Quelles sont les modalités de calcul et de versement de la prime d’ancienneté ?

Les modalités de calcul et de versement de la prime d’ancienneté sont établies par les textes qui le mettent en place à savoir le contrat de travail, la convention collective ou l’usage. Très souvent, elle est calculée sur un montant forfaitaire ou sur la base d’un pourcentage variant selon l’ancienneté du salarié. La récompense d’ancienneté peut être également déterminée sur la base du temps de travail ou de présence de l’employé.

Il existe des branches professionnelles qui prévoient parfaitement les primes d’ancienneté. Par exemple, la convention collective des opticiens les fixe à 3% pour 3 ans d’ancienneté. Elles peuvent aller jusqu’à 15% du salaire pour 15 ans d’ancienneté. Le versement de la prime d’ancienneté est fait à partir d’une durée minimum d’ancienneté dans l’entreprise. En fonction des dispositions qui l’encadrent, elle peut être versée mensuellement. Si aucune disposition ne prévoit autres choses, la durée de travail considérée pour le calcul de la prime d’ancienneté prend en compte généralement les périodes de suspension de contrat de travail pour arrêt maladie ou congé de maternité.

Il est possible que certaines absences suspendent l’ancienneté du salarié. Il s’agit de l’absence pour convenance personnelle, la maladie non professionnelle, l’accident de trajet, le congé de paternité et d’accueil d’enfant, le congé pour création d’entreprise, le congé sabbatique, la grève, l’absence pour enfant malade, etc.

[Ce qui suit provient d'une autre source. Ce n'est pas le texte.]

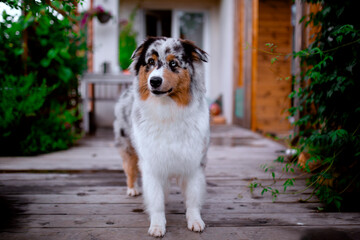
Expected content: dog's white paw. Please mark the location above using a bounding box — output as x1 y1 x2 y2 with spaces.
127 188 141 197
188 218 205 232
148 225 166 237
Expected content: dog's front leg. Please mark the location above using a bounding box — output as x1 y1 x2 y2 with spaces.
182 169 206 232
143 173 166 237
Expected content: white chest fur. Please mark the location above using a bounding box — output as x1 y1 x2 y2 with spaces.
132 98 209 178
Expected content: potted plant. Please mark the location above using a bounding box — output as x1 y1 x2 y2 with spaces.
119 8 137 74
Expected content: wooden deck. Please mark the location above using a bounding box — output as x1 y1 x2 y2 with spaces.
0 126 360 240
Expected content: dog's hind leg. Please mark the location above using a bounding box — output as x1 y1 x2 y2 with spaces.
120 146 140 196
182 169 206 232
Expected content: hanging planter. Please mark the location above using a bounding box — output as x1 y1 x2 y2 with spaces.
80 6 112 27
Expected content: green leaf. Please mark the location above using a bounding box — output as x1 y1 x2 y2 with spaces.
40 58 51 68
59 66 73 83
47 48 59 59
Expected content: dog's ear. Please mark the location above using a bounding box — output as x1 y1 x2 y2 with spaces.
130 37 157 75
180 40 208 62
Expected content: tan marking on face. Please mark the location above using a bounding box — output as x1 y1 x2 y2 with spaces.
139 66 152 101
166 54 176 62
163 68 191 107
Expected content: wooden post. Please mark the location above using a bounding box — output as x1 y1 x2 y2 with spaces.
84 0 95 133
242 0 253 128
251 0 259 131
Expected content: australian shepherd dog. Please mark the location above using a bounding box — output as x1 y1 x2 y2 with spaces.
114 37 210 237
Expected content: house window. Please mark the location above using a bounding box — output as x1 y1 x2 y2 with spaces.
177 11 204 48
145 10 172 37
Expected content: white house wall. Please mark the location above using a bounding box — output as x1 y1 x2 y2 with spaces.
93 0 119 73
219 0 236 123
89 0 235 125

La forme de la prime d’ancienneté

La contrepartie d’ancienneté prend la forme monétaire. Toutefois, il est possible que l’ancienneté soit récompensée par des congés payés supplémentaires, des avantages en nature comme un logement, une voiture de service ou de fonction ou des repas, une promotion, et bien plus encore. La forme de la prime d’ancienneté varie selon les dispositions qui l’encadrent.

L’impact de la prime sur le bulletin de salaire

La prime d’ancienneté est une rémunération qui récompense la fidélité du salarié. Elle s’ajoute donc au salaire de base du mois au cours duquel elle est versée. C’est pourquoi l’employeur doit la faire figurer sur le bulletin de paie du mois de paiement. Généralement, elle vient juste après le salaire de base. Le montant de la prime d’ancienneté doit être considéré pour le calcul des cotisations sociales. Elle est aussi comprise dans le net imposable pour le calcul de la retenue à la source.